Today is Wednesday, March 8, 2017, so let's get right to it. I know some of you are a little nervous because of the chaotic start of our newly elected President and his new team. It has been any and all things other than what we have come to expect. People are throwing around words like un-presidential and out of control. What has all the normal way of doing business done for us in the past? Life-tenured politicians, escalating taxes, less freedom, and an obese Big Brother attempting to dictate how we should live our lives. Because of this, I'm very much willing to deal with some chaos and uncertainty. But, as the old saying goes, only if there ends up being proof in the pudding. (That figure of speech dates back to the 1920's. However, the proof is in the pudding is a new twist on a very old proverb. The original version is the proof of the pudding is in the eating. And what it meant was that you had to try out food in order to know whether it was good.) This daring and different style, no matter how much of a welcome change it might me, is only as good as the results it achieves. That's why people are elected to high office. To make a difference. Not just to try. I heard a prominent Democrat high office holder decrying the way in which President Trump seems to blame others, all the time. He went on to add that this is unprecedented and not how Presidents should conduct themselves. I will take that drumroll now. Where in heaven's name has that fellow been during the eight years of President Obama? Going out the door he was still blaming George W. Bush, and the Republicans, and Bible believers, and anyone else not buying into his vision. I know. It's all political, however, at least we can be an informed observer. Right? Yeah. Me too.
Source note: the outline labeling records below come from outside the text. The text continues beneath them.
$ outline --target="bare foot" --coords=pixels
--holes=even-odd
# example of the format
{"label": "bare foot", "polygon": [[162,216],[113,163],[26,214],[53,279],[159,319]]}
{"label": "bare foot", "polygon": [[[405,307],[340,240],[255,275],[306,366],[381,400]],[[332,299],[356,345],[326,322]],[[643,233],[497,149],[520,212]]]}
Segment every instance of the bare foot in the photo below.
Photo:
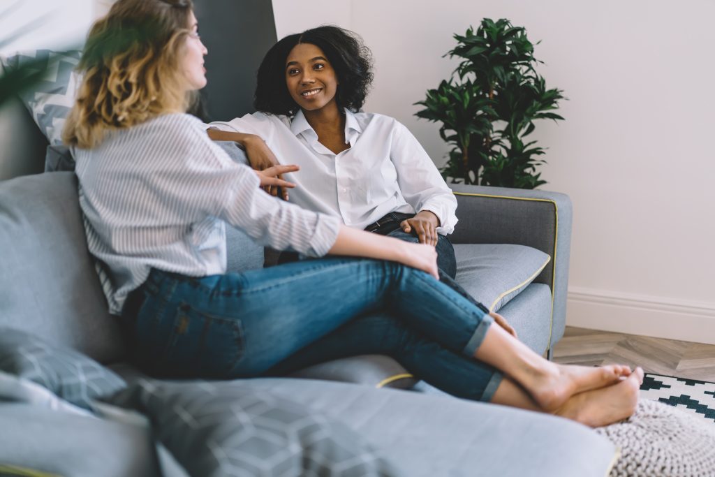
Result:
{"label": "bare foot", "polygon": [[596,428],[631,417],[638,404],[643,370],[636,368],[621,382],[573,396],[554,413]]}
{"label": "bare foot", "polygon": [[542,409],[551,412],[576,394],[614,384],[630,374],[631,368],[621,365],[589,367],[554,364],[551,372],[535,375],[533,382],[524,386]]}

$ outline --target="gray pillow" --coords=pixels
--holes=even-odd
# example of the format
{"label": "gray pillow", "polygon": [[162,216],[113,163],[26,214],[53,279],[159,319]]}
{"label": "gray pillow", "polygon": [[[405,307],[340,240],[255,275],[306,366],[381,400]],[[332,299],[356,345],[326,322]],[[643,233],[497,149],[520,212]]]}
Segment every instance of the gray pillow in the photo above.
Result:
{"label": "gray pillow", "polygon": [[309,366],[291,378],[364,384],[373,388],[411,389],[419,380],[389,356],[351,356]]}
{"label": "gray pillow", "polygon": [[0,370],[39,384],[85,409],[127,386],[114,371],[71,349],[34,335],[0,328]]}
{"label": "gray pillow", "polygon": [[498,311],[533,282],[551,257],[514,244],[456,244],[456,282],[490,311]]}
{"label": "gray pillow", "polygon": [[241,380],[140,380],[110,403],[147,415],[192,476],[394,476],[344,424]]}
{"label": "gray pillow", "polygon": [[45,154],[45,172],[74,171],[74,157],[66,146],[47,146]]}
{"label": "gray pillow", "polygon": [[35,62],[47,67],[43,81],[24,91],[20,99],[51,145],[62,144],[64,120],[74,103],[75,92],[81,81],[80,75],[74,71],[81,56],[79,51],[39,49],[23,51],[3,62],[6,69]]}

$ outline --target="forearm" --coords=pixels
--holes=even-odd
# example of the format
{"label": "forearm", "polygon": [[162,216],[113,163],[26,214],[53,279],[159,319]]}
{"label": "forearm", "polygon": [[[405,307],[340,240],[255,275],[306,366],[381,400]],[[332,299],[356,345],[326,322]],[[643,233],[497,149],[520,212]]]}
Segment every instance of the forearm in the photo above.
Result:
{"label": "forearm", "polygon": [[207,129],[206,132],[208,134],[209,137],[214,141],[233,141],[237,142],[244,149],[246,148],[247,144],[258,138],[255,134],[235,132],[233,131],[222,131],[217,128]]}
{"label": "forearm", "polygon": [[341,225],[337,239],[328,254],[401,262],[405,253],[405,243],[397,239]]}

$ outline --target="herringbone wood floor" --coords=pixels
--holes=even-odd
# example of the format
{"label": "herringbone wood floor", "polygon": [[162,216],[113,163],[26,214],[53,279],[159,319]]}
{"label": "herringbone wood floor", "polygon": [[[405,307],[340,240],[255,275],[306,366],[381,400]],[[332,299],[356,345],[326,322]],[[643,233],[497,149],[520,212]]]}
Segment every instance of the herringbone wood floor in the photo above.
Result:
{"label": "herringbone wood floor", "polygon": [[566,327],[553,360],[641,366],[646,373],[715,382],[715,345]]}

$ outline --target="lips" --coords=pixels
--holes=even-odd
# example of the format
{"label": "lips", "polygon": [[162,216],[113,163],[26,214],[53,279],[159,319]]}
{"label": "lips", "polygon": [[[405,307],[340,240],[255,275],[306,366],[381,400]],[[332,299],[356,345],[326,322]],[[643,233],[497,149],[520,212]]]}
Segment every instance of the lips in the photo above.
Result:
{"label": "lips", "polygon": [[311,88],[310,89],[306,89],[300,93],[300,96],[304,98],[310,98],[311,97],[315,96],[318,93],[322,91],[322,88]]}

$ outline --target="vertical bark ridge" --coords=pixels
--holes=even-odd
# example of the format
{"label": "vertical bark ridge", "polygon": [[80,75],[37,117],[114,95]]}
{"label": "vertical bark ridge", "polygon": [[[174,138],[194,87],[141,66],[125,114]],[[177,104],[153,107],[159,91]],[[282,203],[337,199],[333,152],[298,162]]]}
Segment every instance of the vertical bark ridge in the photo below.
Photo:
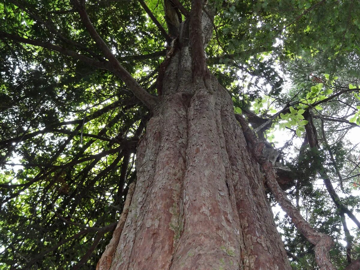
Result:
{"label": "vertical bark ridge", "polygon": [[147,202],[147,190],[154,180],[155,159],[161,137],[161,120],[160,117],[155,117],[149,121],[148,127],[152,126],[153,128],[148,130],[146,136],[142,140],[138,148],[138,180],[135,191],[111,269],[129,269],[135,238],[140,230],[139,221],[143,217],[144,212],[141,209]]}
{"label": "vertical bark ridge", "polygon": [[289,269],[283,244],[265,195],[258,165],[248,154],[229,99],[226,99],[222,115],[247,254],[243,263],[253,269]]}
{"label": "vertical bark ridge", "polygon": [[195,87],[188,112],[185,222],[171,269],[238,269],[235,222],[230,211],[221,140],[215,121],[219,104],[203,85]]}

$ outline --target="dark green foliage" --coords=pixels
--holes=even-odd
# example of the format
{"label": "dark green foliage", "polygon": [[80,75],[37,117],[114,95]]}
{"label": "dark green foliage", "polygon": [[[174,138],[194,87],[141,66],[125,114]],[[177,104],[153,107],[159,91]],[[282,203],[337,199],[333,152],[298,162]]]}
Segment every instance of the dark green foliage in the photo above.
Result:
{"label": "dark green foliage", "polygon": [[[189,10],[191,1],[181,2]],[[94,27],[121,64],[156,94],[165,39],[139,1],[85,3]],[[146,4],[166,28],[161,2]],[[265,94],[275,99],[271,106],[286,108],[305,98],[319,82],[315,77],[324,80],[324,73],[331,79],[324,87],[334,93],[350,82],[358,85],[356,1],[218,0],[208,5],[216,10],[206,49],[209,68],[235,107],[250,108]],[[94,269],[111,237],[113,226],[106,226],[116,224],[127,187],[136,179],[136,147],[151,115],[110,72],[4,33],[107,60],[70,1],[0,0],[0,269],[69,269],[82,258],[81,269]],[[338,79],[330,83],[335,76]],[[291,86],[284,83],[288,78]],[[359,105],[350,92],[337,99],[314,113],[334,116],[345,111],[346,120],[344,116],[353,114]],[[268,111],[259,114],[271,117]],[[314,120],[320,138],[321,123]],[[329,149],[336,169],[350,177],[359,172],[354,162],[359,152],[343,139],[349,130],[345,123],[326,120],[325,131],[333,139]],[[289,196],[312,225],[336,240],[331,257],[341,269],[347,263],[338,242],[344,238],[341,222],[318,172],[326,171],[337,184],[339,180],[319,141],[318,150],[305,147],[299,151],[291,141],[284,147],[285,158],[301,152],[289,165],[297,184]],[[358,179],[344,181],[348,194],[343,200],[354,212],[360,199],[350,193]],[[313,247],[288,217],[276,219],[286,248],[298,258],[294,269],[315,267]],[[354,231],[355,258],[360,247],[358,230]],[[84,257],[93,244],[94,251]]]}

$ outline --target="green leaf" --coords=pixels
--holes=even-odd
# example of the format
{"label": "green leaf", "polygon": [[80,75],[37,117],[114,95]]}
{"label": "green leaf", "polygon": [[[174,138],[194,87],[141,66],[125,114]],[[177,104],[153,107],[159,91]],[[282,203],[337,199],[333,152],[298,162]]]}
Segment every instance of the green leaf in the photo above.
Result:
{"label": "green leaf", "polygon": [[355,114],[354,116],[350,118],[350,120],[349,120],[349,122],[350,123],[355,123],[356,121],[356,119],[357,118],[357,116]]}
{"label": "green leaf", "polygon": [[243,111],[239,107],[236,107],[235,108],[235,112],[237,113],[241,114],[242,113]]}
{"label": "green leaf", "polygon": [[298,126],[298,127],[297,127],[297,128],[298,128],[298,129],[299,129],[299,130],[301,130],[301,131],[302,131],[303,132],[305,132],[305,127],[303,127],[303,126]]}
{"label": "green leaf", "polygon": [[294,114],[295,113],[296,113],[296,112],[297,112],[297,110],[296,110],[295,109],[293,108],[291,106],[289,108],[290,109],[290,112],[291,112],[291,113],[293,114]]}
{"label": "green leaf", "polygon": [[300,130],[298,129],[296,130],[296,135],[297,135],[298,137],[301,137],[301,131],[300,131]]}
{"label": "green leaf", "polygon": [[283,113],[280,113],[280,118],[282,119],[284,119],[284,120],[288,120],[289,119],[289,114],[288,114],[287,113],[286,114],[284,114]]}
{"label": "green leaf", "polygon": [[316,93],[318,91],[318,87],[316,86],[311,86],[311,90],[313,93]]}

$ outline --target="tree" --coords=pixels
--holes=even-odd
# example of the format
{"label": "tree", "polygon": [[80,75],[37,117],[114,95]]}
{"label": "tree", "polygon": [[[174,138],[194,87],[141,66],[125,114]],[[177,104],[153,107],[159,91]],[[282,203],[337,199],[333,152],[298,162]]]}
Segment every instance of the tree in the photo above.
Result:
{"label": "tree", "polygon": [[[343,168],[352,179],[357,165],[341,164],[346,148],[327,139],[325,123],[349,125],[347,130],[359,124],[360,23],[339,11],[359,7],[352,1],[131,4],[1,4],[2,267],[92,269],[100,251],[100,269],[289,269],[287,256],[294,267],[308,267],[307,256],[320,269],[335,269],[332,260],[356,267],[358,251],[352,257],[351,251],[359,247],[345,215],[356,223],[359,198],[342,201],[331,179],[338,176],[348,192]],[[294,82],[285,94],[279,69]],[[248,89],[236,83],[249,76]],[[319,113],[320,106],[328,114]],[[337,117],[339,108],[349,111]],[[292,176],[279,163],[279,151],[266,140],[276,123],[305,136],[289,166],[298,172],[310,166],[307,173]],[[301,216],[299,202],[315,198],[320,204],[311,210],[325,212],[327,194],[314,188],[319,177],[338,211],[328,213],[323,227]],[[288,195],[296,206],[284,190],[294,185]],[[275,201],[305,249],[288,241],[287,255],[270,208]],[[339,224],[345,262],[328,254],[333,242],[326,234]],[[280,226],[284,238],[300,235]]]}

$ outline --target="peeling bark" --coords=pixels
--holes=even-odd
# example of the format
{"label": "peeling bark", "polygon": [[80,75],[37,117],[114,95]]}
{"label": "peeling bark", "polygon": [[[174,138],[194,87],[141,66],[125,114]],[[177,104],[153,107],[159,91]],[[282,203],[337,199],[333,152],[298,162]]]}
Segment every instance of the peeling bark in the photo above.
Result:
{"label": "peeling bark", "polygon": [[180,42],[138,149],[110,269],[289,269],[231,98],[213,76],[193,80]]}

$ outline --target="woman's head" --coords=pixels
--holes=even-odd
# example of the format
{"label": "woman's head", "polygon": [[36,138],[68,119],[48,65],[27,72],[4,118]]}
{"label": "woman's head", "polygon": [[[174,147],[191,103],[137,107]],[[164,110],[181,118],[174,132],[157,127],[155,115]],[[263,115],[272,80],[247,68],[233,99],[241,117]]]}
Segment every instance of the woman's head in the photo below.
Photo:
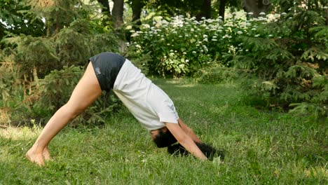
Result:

I didn't want anyone to think I wasn't keeping up. Okay. I hear you. Fat chance on that one? Let's move on to another topic, that is, if I can come up with one. I read some funny things posted that were said by someone's grandparents. One fellow asked his granddad what the secret was for his 60-year marriage to his grandma. The old fellow looked at him with a solemn face and blurted out, "I have no idea since I have been hacked off for 59 of the 60 years." Another reported how her 100-year-old grandmother was resuscitated despite having a signed DNR on file. Grandma's first words to those who were doing compressions on her chest, "Are you really supposed to be doing this?" One guy said his elderly grandfather wanted to give him some advice on how to meet girls. His grandfather told him that if he really wanted to impress them he needed to learn how to jitterbug, at which the old dude got up and gave an impromptu demonstration. Another told about a family story when one of the girls brought her date to meet the family. Grandpa was instructed not to ask specific questions about the boy's grades, job, or hobbies. When the boy arrived he was introduced and after shaking hands Grandpa simply asked, "Son, have you ever been to prison?" One more for the road. This grandfather was a decorated WW2 war veteran. He had lost his leg in combat. With the family gathered around him including all the grandkids, he was asked how it happened. He related, "It was on the 4th of July and I thought they were shooting off fireworks but it turned out to be them throwing grenades."

Several of us have been recently talking about the actuarial tables where life expectancy is projected based on birth year. My grandfather, Paw Paw Mac, was born in 1900. At that time the expectation for a male living in the US was, on average, 46 years, 3 months. A female born in the same year yielded an expectation of 48 years, 3 months. My grandfather made it to 71. You look at those projections and then consider a recent finding by a pool of genetic scientists. They project the end of being able to extend life, on average, will be when 85 years to 100 years is attained. Other scientists disagree, believing there's yet more that can be done to extend life beyond the 100-year mark. I go back and look at the year 1946 and find the projection for my birth year for a male to be 64 years, 4 months. I am 70 and 1/2 years into my sojourn, therefore, I don't know if I am living on borrowed time or not. I don't think I am. Those of us who believe the final authority for all truth to be God speaking in His word yield ourselves to the truths He has given. While we may not be able to make sense of why this person lives a longer or shorter time than others, we do know what Job said about God's sovereign control, "Since his days are determined, The number of his months is with You; And his limits You have set so that he cannot pass." (Chapter 14:5) That makes me feel a whole lot better when contemplating that time when I bid farewell to this life and say hello to my eternity with Him. Now that I have cleared that one up, I say so long for now and may God bless. Amen. ....More later.